On the other side, the debate in Tel Aviv takes on different dimensions. One strand reflects the position of political currents opposed to Netanyahu and critical of his close alignment with the Trump administration. From this perspective, Israel risks becoming subordinate to U.S. decision-making, with ultimate authority over war and peace residing in Washington. This view was articulated clearly by former Israeli Prime Minister Ehud Barak in a recent article in Haaretz.

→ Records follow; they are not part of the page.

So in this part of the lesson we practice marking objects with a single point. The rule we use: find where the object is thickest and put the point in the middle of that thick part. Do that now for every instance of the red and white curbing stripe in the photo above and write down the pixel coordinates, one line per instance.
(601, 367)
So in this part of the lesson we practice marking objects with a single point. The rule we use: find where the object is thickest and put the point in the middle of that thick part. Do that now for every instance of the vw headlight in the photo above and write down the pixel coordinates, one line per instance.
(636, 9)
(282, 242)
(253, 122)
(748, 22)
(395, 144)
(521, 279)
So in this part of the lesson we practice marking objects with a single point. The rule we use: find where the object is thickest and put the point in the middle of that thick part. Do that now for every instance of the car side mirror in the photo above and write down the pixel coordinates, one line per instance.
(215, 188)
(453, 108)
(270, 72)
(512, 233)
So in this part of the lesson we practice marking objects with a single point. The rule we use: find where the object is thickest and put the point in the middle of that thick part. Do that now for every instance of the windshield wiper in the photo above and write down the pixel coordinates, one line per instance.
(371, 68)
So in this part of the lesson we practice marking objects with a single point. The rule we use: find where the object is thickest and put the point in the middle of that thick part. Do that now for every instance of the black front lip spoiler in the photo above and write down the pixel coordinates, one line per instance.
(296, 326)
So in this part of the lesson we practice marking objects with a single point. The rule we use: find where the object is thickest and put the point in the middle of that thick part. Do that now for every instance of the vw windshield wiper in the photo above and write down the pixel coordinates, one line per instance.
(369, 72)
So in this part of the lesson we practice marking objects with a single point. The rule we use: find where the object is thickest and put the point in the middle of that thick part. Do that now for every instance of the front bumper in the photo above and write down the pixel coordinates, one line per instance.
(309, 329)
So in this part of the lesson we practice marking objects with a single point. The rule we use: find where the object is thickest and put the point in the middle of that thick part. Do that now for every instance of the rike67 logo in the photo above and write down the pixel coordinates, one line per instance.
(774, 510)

Many Israeli politicians today argue that, despite the strong support Netanyahu has enjoyed from Trump, Israel has—for the first time—found its strategic decisions on war and peace heavily conditioned by the U.S. administration, whether in Gaza, southern Lebanon, or the decision to confront Iran.
 
It is true that this may be the first time the two countries have engaged in a war in such a closely coordinated manner. Yet this alignment has not come without political and sovereignty costs. Trump’s decision to end the war, for example, was not jointly negotiated with Netanyahu but taken unilaterally by Washington. While the U.S.–Israel relationship remains deeply rooted and historically resilient, this does not negate the fact that Israeli leaders have traditionally preserved a certain degree of autonomy in decision-making. One can revisit Master of the Game by Martin Indyk, which examines the 1973 war and Henry Kissinger’s role in reshaping the bilateral relationship—highlighting the frictions and challenges that arose not only on the Egyptian side but within Israel itself.
 
Meanwhile, Israeli commentators have pushed back against American narratives linking Trump’s decision to go to war with Iran to pressure from Netanyahu—or even to the claim that Trump was manipulated by him. This narrative gained traction following a report by The New York Times detailing internal deliberations within the U.S. administration, including a meeting in which Netanyahu reportedly argued in favor of war—a position Trump ultimately endorsed despite reservations from Vice President J.D. Vance and some senior security and military officials regarding the assumptions behind the strategy, including the notion of triggering regime collapse from within.
 
Within this context, two notable articles have been published. The first, by Dr. Eitan Shamir at the Begin-Sadat Center for Strategic Studies, asks: “Why Did Trump Go to War?” The second, by Danny Zaken, poses the question: “Who Really Dragged Whom into War?” Both challenge the prevailing narrative that Netanyahu dragged Trump into an unnecessary, optional war that primarily served Israeli—perhaps even personal—interests, and that has since become a liability for the U.S. administration.
 
Instead, these authors advance alternative explanations. Some focus on Trump’s own personality, suggesting a long-standing antagonism toward Iran, reflected in his previous statements and positions. Others point to his sense of personal affront in dealings with Tehran. Shamir, in particular, emphasizes a neorealist framework that situates the war within the broader strategic competition between the United States and China. Zaken, meanwhile, stresses that decision-making in the United States is institutional, complex, and far removed from the simplistic narrative of manipulation.
 
In conclusion, these American and Israeli debates reveal more than a disagreement over causality. They signal, first, the emergence of a new phase in the structuring of U.S.–Israel relations within both domestic arenas; and second, a growing sense of unease over the current outcomes of the war and the failure to achieve the decisive victory that both Trump and Netanyahu had promised.